Hedgecock and Reeve-Gray note that their new office in The Center skyscraper provides a key trading base in an Asia timezone. They now have a chief operations officer, Robin Duxfield; two traders; a marketer; an IT developer; and an assistant. They are seeking to hire someone on the IT data/infrastructure support side.

“With the pre-eminence of China in the world’s arena, it’s quite important for us to be in touch [in Hong Kong] and have an intimate knowledge of other users in the industry in the products we trade,” adds Hedgecock. “It’s good to be on the ground with local brokers here to understand the ebbs and flows.

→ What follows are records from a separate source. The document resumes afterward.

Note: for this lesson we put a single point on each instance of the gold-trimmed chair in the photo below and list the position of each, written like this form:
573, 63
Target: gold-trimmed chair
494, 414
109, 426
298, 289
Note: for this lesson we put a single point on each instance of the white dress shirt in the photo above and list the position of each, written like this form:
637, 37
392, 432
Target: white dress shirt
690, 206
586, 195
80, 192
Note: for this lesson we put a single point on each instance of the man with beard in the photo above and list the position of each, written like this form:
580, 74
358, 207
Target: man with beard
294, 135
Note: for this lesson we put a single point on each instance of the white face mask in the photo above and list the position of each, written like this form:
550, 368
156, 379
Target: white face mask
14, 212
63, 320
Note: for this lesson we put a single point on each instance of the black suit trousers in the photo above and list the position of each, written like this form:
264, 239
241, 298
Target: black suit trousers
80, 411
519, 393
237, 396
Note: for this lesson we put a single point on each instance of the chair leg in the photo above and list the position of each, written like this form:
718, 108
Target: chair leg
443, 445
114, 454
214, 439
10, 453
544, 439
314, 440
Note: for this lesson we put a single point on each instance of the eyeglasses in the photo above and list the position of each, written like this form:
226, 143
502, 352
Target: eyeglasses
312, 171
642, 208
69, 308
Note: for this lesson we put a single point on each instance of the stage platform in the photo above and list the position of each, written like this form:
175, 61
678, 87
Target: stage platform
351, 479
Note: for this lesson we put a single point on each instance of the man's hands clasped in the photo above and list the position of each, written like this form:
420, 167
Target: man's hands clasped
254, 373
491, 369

“It’s alright having a system that trades by wire, but it’s very sensitive to input. So you have to marry liquidity with the ebbs and flows into your modelling. Sometimes raw numbers don’t tell you that much.”

The majority of Altis’s clients are based in Europe and the US, with direct investment from Asia-Pacific making up a meagre 4% (mostly out of Japan). “Our ideal is to grow that to around 10%,” suggests Reeve-Gray.

But Hedgecock is hopeful, explaining that the present environment is favourable for CTA/managed futures funds. “All the way up to 2008 markets were pretty interconnected throughout the whole global economy. Then we have had this dissipation phase, which has obviously been very difficult for us to trade with free money sloshing around the system.

“What’s interesting now is you have got regional disconnects: China with its strong GDP growth, Europe with austerity measures and the US which is still giving away free money. We can create geared portfolios to take advantage of those market imbalances. Plus commodities are on the rise, so there is a lot of theme-based investing going on.”

Hedgecock even welcomes further financial market volatility, explaining that Altis engages in some short-term trading techniques as well as following long-term trends.

“It is quite adaptive, being a long-term position-taker in some of the trending markets, then quite quickly turning into a short-term trader to take advantage of a particular effect,” he says. “In an average account we will probably have 400-450 positions at any one time, so we can take advantage of spread trades and everything else.”

The financial crisis was quite good for CTA/managed futures funds on the whole. Globally, the Eurekahedge CTA/Managed Futures Hedge Fund Index grew 17.5% in 2008 and 2.9% in 2009. So far this year it is up 5.8%.

The Altis Master Fund has returned 438% since inception. Its annualised rate of return for the past two years has been 19.61%, and so far in 2010 it is up 4.41%. Altis offers weekly liquidity updates and charges a 2% management fee and a 20% performance fee.